Voor de haven van Kaapstad wordt in deze 'concurrentiestrijd' als extra argument om arbeidsvoorwaarden onder druk te zetten aangevoerd de excentrische ligging ten opzichte van het economisch centrum in Zuid-Afrika Johannesburg. De havens East London en Port Elizabeth en zelfs havens in Namibiƫ en Mozambique zouden dichterbij liggen en daarom goedkoper zijn. Bovendien zou in de haven van Kaapstad de technologie van het lossen en laden van schepen ernstig verouderd zijn. Noodzakelijke nieuwe investeringen zouden mogelijk worden met beperking van arbeidskosten. De havenarbeiders worden dus dubbel gepakt: eerst inleveren voor investeringen en vervolgens het werk verliezen omdat nieuwe technologie met minder arbeid toe kan.
Om niet uitgespeeld te worden in de zogenaamde interne concurrentie tussen Zuid-Afrikaanse havens dringt de bond sterk aan op onderhandelingen over arbeidsvoorwaarden op centraal niveau in een National Bargaining Council. Daarin zou een National Dockers Labour Scheme, een nationaal werkgelegenheidsplan voor havenwerkers, moeten worden vastgesteld.

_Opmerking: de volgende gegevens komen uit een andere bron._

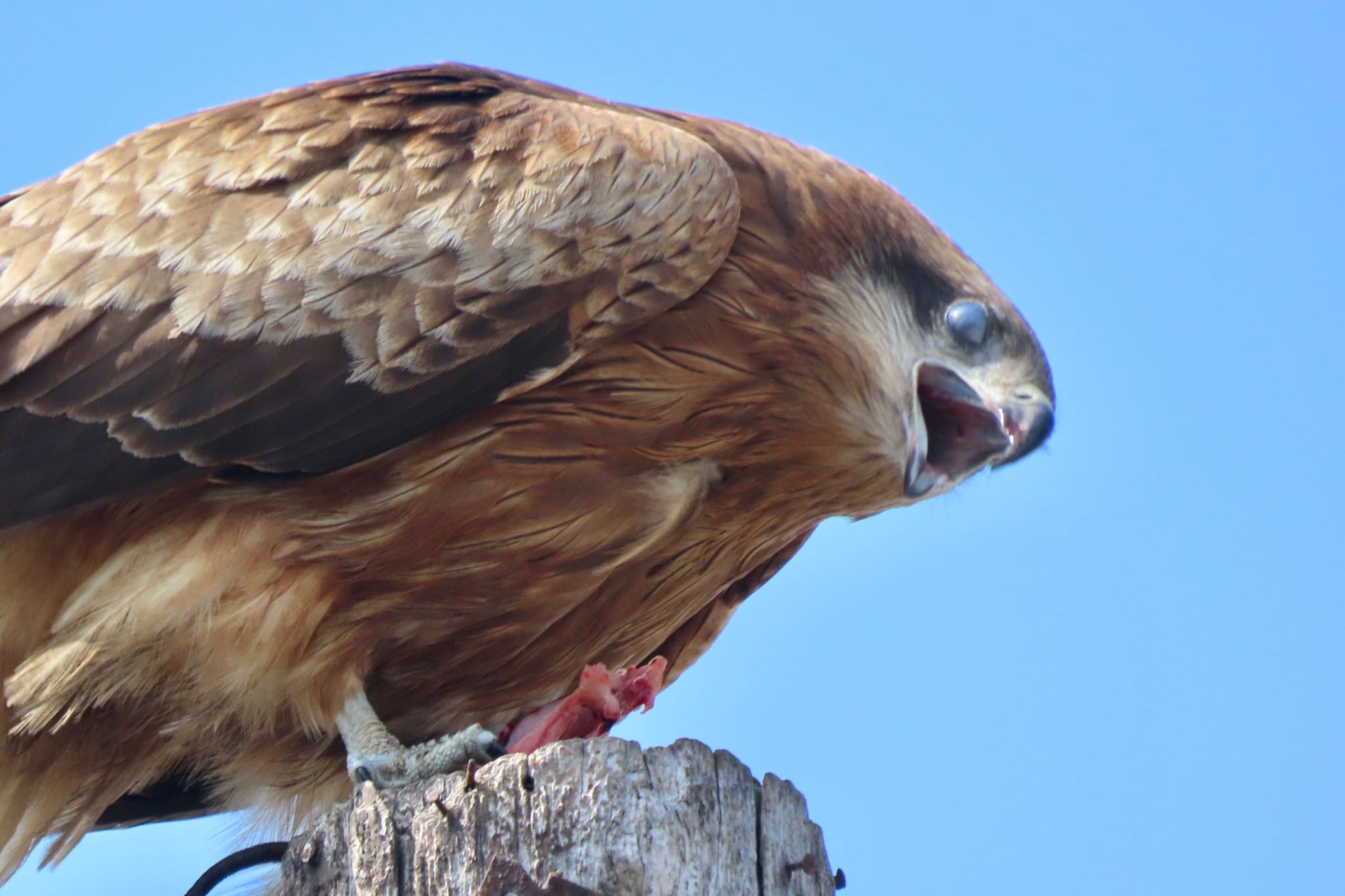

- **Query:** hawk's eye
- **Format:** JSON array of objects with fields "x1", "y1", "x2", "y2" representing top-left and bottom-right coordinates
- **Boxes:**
[{"x1": 944, "y1": 301, "x2": 988, "y2": 345}]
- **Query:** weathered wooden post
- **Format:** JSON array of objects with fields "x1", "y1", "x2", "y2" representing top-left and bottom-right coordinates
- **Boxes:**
[{"x1": 281, "y1": 738, "x2": 843, "y2": 896}]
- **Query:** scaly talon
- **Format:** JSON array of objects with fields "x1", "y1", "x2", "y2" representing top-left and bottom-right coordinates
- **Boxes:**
[{"x1": 336, "y1": 689, "x2": 506, "y2": 788}]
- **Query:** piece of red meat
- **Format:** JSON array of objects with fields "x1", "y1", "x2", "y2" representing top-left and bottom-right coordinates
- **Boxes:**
[{"x1": 500, "y1": 657, "x2": 669, "y2": 752}]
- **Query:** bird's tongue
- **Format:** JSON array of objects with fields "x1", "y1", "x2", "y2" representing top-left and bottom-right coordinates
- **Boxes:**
[{"x1": 500, "y1": 657, "x2": 669, "y2": 752}]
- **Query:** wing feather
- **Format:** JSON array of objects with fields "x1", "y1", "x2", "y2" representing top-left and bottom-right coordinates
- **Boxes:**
[{"x1": 0, "y1": 66, "x2": 738, "y2": 525}]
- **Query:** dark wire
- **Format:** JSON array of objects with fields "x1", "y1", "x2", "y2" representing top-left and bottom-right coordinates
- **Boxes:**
[{"x1": 186, "y1": 840, "x2": 289, "y2": 896}]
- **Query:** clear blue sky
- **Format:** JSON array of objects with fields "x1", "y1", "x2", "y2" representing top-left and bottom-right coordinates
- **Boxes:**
[{"x1": 0, "y1": 0, "x2": 1345, "y2": 896}]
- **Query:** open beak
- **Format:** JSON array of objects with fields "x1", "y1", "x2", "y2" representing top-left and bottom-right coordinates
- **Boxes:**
[{"x1": 905, "y1": 362, "x2": 1055, "y2": 498}]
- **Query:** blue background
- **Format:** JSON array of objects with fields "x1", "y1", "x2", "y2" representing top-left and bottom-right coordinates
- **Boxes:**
[{"x1": 0, "y1": 0, "x2": 1345, "y2": 896}]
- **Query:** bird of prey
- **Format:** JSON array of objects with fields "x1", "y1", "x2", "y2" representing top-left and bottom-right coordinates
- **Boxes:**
[{"x1": 0, "y1": 64, "x2": 1055, "y2": 874}]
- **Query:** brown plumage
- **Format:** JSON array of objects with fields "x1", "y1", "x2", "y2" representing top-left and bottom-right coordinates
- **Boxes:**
[{"x1": 0, "y1": 64, "x2": 1053, "y2": 874}]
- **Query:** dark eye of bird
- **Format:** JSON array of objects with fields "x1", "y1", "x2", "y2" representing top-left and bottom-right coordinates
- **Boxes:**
[{"x1": 944, "y1": 301, "x2": 988, "y2": 345}]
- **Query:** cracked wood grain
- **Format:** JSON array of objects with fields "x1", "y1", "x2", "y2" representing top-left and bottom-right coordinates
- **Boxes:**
[{"x1": 281, "y1": 738, "x2": 834, "y2": 896}]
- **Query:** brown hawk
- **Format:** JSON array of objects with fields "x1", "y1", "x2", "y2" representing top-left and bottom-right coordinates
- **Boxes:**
[{"x1": 0, "y1": 64, "x2": 1055, "y2": 874}]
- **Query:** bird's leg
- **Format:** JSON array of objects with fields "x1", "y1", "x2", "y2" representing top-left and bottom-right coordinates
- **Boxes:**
[{"x1": 336, "y1": 688, "x2": 504, "y2": 787}]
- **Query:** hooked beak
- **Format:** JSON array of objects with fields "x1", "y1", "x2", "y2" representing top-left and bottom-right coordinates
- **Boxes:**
[{"x1": 905, "y1": 362, "x2": 1055, "y2": 498}]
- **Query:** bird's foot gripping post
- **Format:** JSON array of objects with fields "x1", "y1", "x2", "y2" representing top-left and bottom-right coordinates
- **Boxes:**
[
  {"x1": 336, "y1": 688, "x2": 504, "y2": 788},
  {"x1": 336, "y1": 657, "x2": 667, "y2": 788}
]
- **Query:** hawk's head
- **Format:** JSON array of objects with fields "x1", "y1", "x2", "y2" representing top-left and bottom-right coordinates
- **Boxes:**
[{"x1": 785, "y1": 153, "x2": 1056, "y2": 502}]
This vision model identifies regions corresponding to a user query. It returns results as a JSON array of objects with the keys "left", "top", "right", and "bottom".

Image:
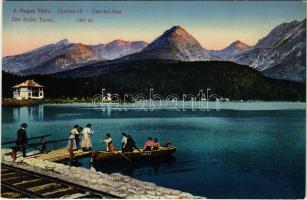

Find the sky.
[{"left": 2, "top": 1, "right": 306, "bottom": 56}]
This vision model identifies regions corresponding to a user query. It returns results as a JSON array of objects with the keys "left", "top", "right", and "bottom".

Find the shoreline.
[
  {"left": 1, "top": 98, "right": 306, "bottom": 107},
  {"left": 1, "top": 149, "right": 205, "bottom": 199}
]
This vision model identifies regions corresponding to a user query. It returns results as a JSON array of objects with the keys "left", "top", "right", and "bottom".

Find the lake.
[{"left": 2, "top": 102, "right": 306, "bottom": 199}]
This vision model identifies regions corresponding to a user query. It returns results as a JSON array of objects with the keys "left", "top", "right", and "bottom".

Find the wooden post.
[{"left": 12, "top": 146, "right": 17, "bottom": 162}]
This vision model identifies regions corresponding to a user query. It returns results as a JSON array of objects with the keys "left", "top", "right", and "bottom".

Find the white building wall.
[{"left": 13, "top": 87, "right": 44, "bottom": 100}]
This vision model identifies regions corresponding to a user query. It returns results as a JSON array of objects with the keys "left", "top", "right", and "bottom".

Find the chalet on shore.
[{"left": 12, "top": 80, "right": 44, "bottom": 100}]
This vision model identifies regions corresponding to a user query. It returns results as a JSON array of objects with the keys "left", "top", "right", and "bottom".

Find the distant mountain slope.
[
  {"left": 3, "top": 39, "right": 148, "bottom": 74},
  {"left": 209, "top": 40, "right": 251, "bottom": 60},
  {"left": 54, "top": 59, "right": 305, "bottom": 100},
  {"left": 90, "top": 39, "right": 148, "bottom": 60},
  {"left": 234, "top": 19, "right": 306, "bottom": 81},
  {"left": 121, "top": 26, "right": 212, "bottom": 61}
]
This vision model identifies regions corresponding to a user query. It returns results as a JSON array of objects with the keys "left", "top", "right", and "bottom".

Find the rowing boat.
[{"left": 93, "top": 147, "right": 176, "bottom": 162}]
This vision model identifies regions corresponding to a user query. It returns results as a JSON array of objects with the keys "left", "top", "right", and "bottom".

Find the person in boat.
[
  {"left": 81, "top": 124, "right": 93, "bottom": 151},
  {"left": 163, "top": 139, "right": 172, "bottom": 147},
  {"left": 122, "top": 135, "right": 141, "bottom": 153},
  {"left": 144, "top": 137, "right": 154, "bottom": 151},
  {"left": 66, "top": 125, "right": 79, "bottom": 151},
  {"left": 104, "top": 133, "right": 115, "bottom": 153},
  {"left": 76, "top": 126, "right": 83, "bottom": 149},
  {"left": 15, "top": 123, "right": 28, "bottom": 157},
  {"left": 152, "top": 138, "right": 160, "bottom": 150}
]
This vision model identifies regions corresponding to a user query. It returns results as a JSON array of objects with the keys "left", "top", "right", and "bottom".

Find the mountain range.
[{"left": 3, "top": 19, "right": 306, "bottom": 82}]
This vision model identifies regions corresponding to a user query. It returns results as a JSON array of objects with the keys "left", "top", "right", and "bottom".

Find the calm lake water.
[{"left": 2, "top": 102, "right": 306, "bottom": 198}]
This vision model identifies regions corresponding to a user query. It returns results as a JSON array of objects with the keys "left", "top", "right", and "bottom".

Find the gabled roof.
[{"left": 13, "top": 80, "right": 44, "bottom": 88}]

De bond ziet in het door de regering gevoerde neoliberale beleid niet alleen verslechteringen van primaire arbeidsvoorwaarden. Ook het werken in de haven met onervaren uitzendkrachten brengt de veiligheid in gevaar, niet alleen van de onervaren werkers zelf, maar ook van hun ervaren collega's. Als het laden en lossen van chemische stoffen in het geding zijn, zijn zelfs de veiligheid en gezondheid van de omwonende bevolking in gevaar. De bond heeft bereikt dat onderdeel van de arbeidsvoorwaarden bij een vast dienstverband is: scholing en training op het gebied van veiligheid, het opstellen van procedures bij gevaarlijke situaties, het gebruik van beschermende en veiligheidskleding, enz. Bij het werken met 'losse arbeiders' is dit alles niet meer, of veel minder aan de orde. Door de verslechterde arbeidsvoorwaarden daalt het inkomen. Om dit verminderde loon toch op peil te houden zijn werkdagen van 12 uur heel gewoon geworden. Door vermoeidheid neemt de onveiligheid in de haven nog verder toe. Inderdaad zijn ongelukken, vaak met dodelijke afloop, in de haven sterk gestegen.
Nicholus noemt deze praktijken in de haven illustratief voor de onverkwikkelijke politieke en sociale situatie waarin Zuid-Afrika en zijn regering zich nu bevinden. Ondanks de sterk verslechterende veiligheidssituatie, o.a. af te meten aan het sterk gestegen aantal ongelukken in de haven, heeft de haven van Kaapstad van de SAMSA (South African Maritime Security Authority) een viersterren certificaat voor veiligheid ontvangen. Deze aanfluiting is volgens Nicholus terug te voeren op steeds verder om zich heen grijpende corruptie, die ook op het congres van de Communistische Partij van ZuidAfrika aan de kaak is gesteld. Het 12e congres van de SACP heeft besluiten genomen om het ANC en de ANC-regering naar links te trekken. Daarmee zou het neoliberale beleid moeten worden gestopt en corruptie bestreden.
Nicholus voorziet stakingen in de Zuid-Afrikaanse havens met als inzet stopzetting van privatisering en het verhogen van veiligheid voor de werkers en voor de omgeving.